The data used in this project is based off of simulated data from the Human Early Life Exposome (HELIX) cohort (Vrijheid et al. 2014). The data was simulated for one exposure, five omics layers, and one continuous outcome (after publication, this data will be available on github). The format of this data is a named list with 6 elements. It includes separate numeric matrices for each of the 5 omics layers, as well as the exposure and phenotype data. In all datasets in the list, the rows represent individuals and the columns represent omics features. In this analysis, the exposure and outcome are:

  • Exposure: hs_hg_m_resid, representing maternal mercury levels
  • Outcome: ck18_scaled, representing child liver enzyme levels, a major risk factor for non-alcoholic fatty liver disease (NAFLD).

This data is provided in the EnvirOmics package, which you can access in R using the following code:

Code
# Load R package
library(EnvirOmix)

# Load simulated data
data(simulated_data)

# Define exposure and outcome name
exposure <- simulated_data[["phenotype"]]$hs_hg_m_scaled
outcome  <- simulated_data[["phenotype"]]$ck18_scaled

# Get numeric matrix of covariates 
covs <- simulated_data[["phenotype"]][c("e3_sex_None", "hs_child_age_yrs_None")] 
covs$e3_sex_None <- ifelse(covs$e3_sex_None == "male", 1, 0)

# create list of omics data 
omics_lst <- simulated_data[-which(names(simulated_data) == "phenotype")]

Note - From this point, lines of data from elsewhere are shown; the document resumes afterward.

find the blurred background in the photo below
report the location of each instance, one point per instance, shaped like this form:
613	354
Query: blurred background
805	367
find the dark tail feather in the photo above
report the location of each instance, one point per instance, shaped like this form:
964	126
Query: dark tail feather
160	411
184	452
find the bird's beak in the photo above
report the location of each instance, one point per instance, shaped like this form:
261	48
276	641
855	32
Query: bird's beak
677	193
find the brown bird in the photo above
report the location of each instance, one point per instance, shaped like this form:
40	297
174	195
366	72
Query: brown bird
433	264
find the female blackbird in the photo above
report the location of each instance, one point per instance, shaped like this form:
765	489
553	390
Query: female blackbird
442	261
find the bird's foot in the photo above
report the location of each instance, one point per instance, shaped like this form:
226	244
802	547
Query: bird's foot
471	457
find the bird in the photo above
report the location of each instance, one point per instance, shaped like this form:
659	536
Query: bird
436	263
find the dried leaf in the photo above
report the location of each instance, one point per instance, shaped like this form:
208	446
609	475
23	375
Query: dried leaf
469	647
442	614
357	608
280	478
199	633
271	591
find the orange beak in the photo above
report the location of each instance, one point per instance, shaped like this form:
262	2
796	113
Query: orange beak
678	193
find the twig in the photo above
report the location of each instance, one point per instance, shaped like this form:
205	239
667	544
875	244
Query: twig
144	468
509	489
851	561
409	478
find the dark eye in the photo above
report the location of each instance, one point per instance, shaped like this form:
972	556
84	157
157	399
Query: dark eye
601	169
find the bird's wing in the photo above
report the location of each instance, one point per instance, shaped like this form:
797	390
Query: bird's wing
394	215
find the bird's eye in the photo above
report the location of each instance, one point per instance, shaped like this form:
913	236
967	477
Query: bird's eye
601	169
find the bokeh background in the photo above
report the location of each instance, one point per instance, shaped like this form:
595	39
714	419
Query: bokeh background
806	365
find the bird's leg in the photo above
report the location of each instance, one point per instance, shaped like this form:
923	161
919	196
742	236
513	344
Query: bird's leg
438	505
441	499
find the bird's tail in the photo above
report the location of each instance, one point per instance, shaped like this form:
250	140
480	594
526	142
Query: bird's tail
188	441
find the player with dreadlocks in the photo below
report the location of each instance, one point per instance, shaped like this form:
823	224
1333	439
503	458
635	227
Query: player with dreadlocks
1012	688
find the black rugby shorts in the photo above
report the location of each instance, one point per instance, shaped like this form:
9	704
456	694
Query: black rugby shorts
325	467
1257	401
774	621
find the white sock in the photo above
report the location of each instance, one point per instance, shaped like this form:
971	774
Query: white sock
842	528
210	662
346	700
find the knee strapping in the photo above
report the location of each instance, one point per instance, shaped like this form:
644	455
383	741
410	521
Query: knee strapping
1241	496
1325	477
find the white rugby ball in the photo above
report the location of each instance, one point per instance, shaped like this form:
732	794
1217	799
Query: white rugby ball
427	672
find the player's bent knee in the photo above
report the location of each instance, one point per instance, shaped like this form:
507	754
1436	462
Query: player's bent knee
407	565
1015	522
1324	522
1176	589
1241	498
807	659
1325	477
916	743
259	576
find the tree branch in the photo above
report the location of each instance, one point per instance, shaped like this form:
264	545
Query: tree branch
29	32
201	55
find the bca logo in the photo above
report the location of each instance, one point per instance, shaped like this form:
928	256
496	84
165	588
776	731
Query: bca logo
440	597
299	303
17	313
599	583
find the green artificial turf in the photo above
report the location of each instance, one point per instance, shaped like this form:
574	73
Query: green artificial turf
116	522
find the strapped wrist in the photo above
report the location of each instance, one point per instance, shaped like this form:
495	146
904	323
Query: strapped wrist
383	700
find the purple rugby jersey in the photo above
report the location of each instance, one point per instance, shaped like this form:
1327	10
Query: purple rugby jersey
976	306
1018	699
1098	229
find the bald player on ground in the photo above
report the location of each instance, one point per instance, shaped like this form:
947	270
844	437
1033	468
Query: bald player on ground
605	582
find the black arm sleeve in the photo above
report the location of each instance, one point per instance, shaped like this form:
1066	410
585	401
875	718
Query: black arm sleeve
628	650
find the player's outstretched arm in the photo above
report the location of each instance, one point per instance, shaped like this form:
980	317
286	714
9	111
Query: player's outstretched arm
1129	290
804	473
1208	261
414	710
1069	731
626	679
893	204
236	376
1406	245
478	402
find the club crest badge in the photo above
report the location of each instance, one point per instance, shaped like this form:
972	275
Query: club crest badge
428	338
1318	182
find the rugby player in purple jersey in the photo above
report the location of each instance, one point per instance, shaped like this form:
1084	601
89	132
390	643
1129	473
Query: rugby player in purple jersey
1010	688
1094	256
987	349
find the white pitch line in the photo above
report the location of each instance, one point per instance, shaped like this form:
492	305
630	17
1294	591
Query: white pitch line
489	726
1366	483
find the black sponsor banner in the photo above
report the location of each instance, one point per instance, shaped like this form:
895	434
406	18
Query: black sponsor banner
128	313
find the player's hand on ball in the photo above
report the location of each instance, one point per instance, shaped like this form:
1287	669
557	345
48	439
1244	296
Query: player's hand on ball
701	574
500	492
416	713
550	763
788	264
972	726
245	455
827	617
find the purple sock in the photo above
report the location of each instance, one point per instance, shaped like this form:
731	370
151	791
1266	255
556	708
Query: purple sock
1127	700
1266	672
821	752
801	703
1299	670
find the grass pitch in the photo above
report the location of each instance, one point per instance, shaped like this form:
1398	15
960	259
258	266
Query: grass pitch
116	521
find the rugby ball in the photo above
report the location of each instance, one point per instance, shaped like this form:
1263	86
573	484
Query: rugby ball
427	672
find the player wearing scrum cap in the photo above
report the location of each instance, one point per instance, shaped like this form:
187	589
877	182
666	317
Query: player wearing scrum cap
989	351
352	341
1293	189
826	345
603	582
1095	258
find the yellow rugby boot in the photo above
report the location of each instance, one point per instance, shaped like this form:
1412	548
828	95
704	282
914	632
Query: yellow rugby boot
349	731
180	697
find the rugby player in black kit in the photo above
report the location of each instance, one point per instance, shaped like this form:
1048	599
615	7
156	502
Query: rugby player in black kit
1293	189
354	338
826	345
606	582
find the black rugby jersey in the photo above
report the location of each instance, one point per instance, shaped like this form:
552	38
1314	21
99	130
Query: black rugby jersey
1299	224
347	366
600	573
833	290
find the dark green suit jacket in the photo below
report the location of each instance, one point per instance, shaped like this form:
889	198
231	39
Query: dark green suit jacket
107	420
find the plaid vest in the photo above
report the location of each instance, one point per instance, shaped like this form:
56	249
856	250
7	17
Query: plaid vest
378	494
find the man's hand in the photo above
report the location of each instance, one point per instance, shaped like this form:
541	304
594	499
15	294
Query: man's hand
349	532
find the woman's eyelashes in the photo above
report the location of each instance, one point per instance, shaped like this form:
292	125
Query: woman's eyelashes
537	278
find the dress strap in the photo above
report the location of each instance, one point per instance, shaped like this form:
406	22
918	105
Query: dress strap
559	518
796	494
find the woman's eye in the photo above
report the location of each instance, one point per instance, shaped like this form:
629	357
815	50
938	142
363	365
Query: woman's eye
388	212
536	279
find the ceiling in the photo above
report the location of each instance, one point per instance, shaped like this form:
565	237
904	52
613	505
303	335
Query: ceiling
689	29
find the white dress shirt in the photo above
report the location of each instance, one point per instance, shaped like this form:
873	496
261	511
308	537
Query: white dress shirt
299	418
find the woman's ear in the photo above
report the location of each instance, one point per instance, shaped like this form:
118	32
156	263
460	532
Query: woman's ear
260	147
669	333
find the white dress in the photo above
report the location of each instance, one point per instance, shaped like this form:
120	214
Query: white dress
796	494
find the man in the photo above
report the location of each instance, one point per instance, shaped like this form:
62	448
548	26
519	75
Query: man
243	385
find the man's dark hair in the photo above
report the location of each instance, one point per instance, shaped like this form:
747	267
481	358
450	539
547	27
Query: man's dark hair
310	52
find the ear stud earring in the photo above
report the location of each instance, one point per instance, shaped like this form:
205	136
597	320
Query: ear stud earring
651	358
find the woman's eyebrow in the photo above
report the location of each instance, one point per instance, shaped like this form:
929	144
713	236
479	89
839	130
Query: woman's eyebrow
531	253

# Create data frame of omics data
omics_df <- omics_lst |> 
  purrr::map(~as_tibble(.x, rownames = "name")) |>
  purrr::reduce(left_join, by = "name") |>
  column_to_rownames("name")

1.2.1 Descriptive Statistics

Table 1.1 shows the summary statistics for the exposure and phenotype data in this analysis.

Code
table1::table1(~., data = simulated_data[["phenotype"]][,-1])
Table 1.1: Descriptive Statistics for the Simulated Variables
Overall
(N=420)
hs_child_age_yrs_None
Mean (SD) 7.22 (1.04)
Median [Min, Max] 7.18 [3.93, 10.9]
hs_hg_m_scaled
Mean (SD) -0.0148 (1.02)
Median [Min, Max] -0.0433 [-2.73, 3.34]
ck18_scaled
Mean (SD) -0.0511 (1.03)
Median [Min, Max] 0.00883 [-3.56, 3.09]
e3_sex_None
female 192 (45.7%)
male 228 (54.3%)
h_fish_preg_Ter
1 233 (55.5%)
2 88 (21.0%)
3 99 (23.6%)

1.2.2 Mercury exposure and childhood MAFLD risk

Code
lm_res <- lm(ck18_scaled ~ hs_hg_m_scaled + 
     e3_sex_None +
     hs_child_age_yrs_None,
   data = simulated_data[["phenotype"]])

summary(lm_res)

In the simulated data, each 1 standard deviation increase in maternal mercury was associated with a 0.11 standard deviation increase in CK18 enzymes (Figure 1.1; p=0.02), after adjusting for child age and child sex.

Code
ggplot(data = simulated_data[["phenotype"]], 
       aes(x = hs_hg_m_scaled, y = ck18_scaled)) + 
  geom_point() +
  stat_smooth(method = "lm",
              formula = y ~ x ,
              geom = "smooth") +
  xlab("Maternal Mercury Exposure (Scaled)") +
  ylab("CK-18 Levels (Scaled)")

Figure 1.1: Association between maternal mercury and CK18 in the Simulated Data

1.2.3 Correlation of omics features

Figure 1.2 shows the correlation within and between the omics layers in the simulated data.

Code
# Change omics list elements to dataframes
omics_df <- purrr::map(omics_lst, ~as_tibble(.x, rownames = "name")) %>%
  purrr::reduce(left_join, by = "name") %>%
  column_to_rownames("name")

meta_df <- imap_dfr(purrr::map(omics_lst, ~as_tibble(.x)),
                    ~tibble(omic_layer = .y, ftr_name = names(.x)))

# Correlation Matrix
cormat <- cor(omics_df, method = "pearson")

# Annotations
annotation <- data.frame(
  ftr_name = colnames(cormat),
  index = 1:ncol(cormat)) %>%
  left_join(meta_df, by = "ftr_name") %>%
  mutate(omic_layer = str_to_title(omic_layer))

# Make Plot
Heatmap(cormat, 
        row_split = annotation$omic_layer,
        column_split = annotation$omic_layer,
        show_row_names = FALSE,
        show_column_names = FALSE, 
        column_title_gp = gpar(fontsize = 12),
        row_title_gp = gpar(fontsize = 12),
        heatmap_legend_param = list(title = "Correlation"))

Figure 1.2: Heatmap illustrating the correlation of molecular features within and between different omics layers.